Iraq executes 18 despite international outcry

Baghdad: Iraq executed 18 people this month, eight of them on the same day as an attack on the justice ministry, a top official said on Wednesday, despite global condemnation over its ongoing executions.

They were the first confirmed executions this year, after Justice Minister Hassan Al Shammari insisted last week that Baghdad would continue to implement the death penalty in the face of widespread calls for it to issue a moratorium.

Iraq executed at least 129 people last year, according to the justice ministry.

“On Thursday [March 14], we executed eight, and then on Sunday [March 17], we executed 10,” Deputy Justice Minister Busho Ebrahim said.

He said that all 18 were convicted of terror-related offences, and that all were Iraqi men.

He declined to give a breakdown of where they were from, but said that some had been tried in northern Nineveh province and some in Baghdad, with others in unspecified provinces.

Eight of the executions coincided with a coordinated attack on the justice ministry complex in central Baghdad on March 14 in which 30 people were killed.
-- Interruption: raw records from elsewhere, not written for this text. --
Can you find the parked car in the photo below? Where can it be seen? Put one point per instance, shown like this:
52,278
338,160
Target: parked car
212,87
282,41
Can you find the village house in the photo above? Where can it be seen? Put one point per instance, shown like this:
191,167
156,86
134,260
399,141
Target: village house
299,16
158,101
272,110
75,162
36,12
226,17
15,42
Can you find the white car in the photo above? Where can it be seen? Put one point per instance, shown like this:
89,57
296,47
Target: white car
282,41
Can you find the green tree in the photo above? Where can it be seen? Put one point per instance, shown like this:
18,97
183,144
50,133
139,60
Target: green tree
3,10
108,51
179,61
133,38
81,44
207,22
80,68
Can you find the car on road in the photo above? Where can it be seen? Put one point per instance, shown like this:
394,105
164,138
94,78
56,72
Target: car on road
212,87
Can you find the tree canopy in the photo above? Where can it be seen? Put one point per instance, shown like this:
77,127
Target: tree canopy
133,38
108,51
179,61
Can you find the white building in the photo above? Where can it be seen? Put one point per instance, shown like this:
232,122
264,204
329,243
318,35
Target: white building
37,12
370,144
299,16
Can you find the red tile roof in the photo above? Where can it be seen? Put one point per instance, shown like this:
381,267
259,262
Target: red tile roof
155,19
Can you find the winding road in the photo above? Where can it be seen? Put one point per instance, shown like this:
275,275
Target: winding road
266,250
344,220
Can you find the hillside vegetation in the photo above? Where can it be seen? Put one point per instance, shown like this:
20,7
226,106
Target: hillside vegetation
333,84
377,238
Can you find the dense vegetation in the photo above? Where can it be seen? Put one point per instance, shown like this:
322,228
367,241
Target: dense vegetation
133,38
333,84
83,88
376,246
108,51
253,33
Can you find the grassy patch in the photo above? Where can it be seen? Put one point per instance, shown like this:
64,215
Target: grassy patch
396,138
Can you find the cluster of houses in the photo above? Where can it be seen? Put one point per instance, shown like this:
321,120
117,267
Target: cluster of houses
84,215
The attack was later claimed by Al Qaida’s front group in Iraq.

Al Qaida’s Iraqi affiliate later said that nationwide attacks on March 19 that killed 56 people were “revenge for those whom you [the government] executed”.

Iraq’s executions have sparked calls for a moratorium from the United Nations, as well as Britain, the European Union and rights groups Amnesty International and Human Rights Watch.

EU foreign policy chief Catherine Ashton said in a statement Wednesday that she “deeply” regretted that Iraq had restarted executions with the government having pledged to review cases of those arrested after months of protests in Sunni areas.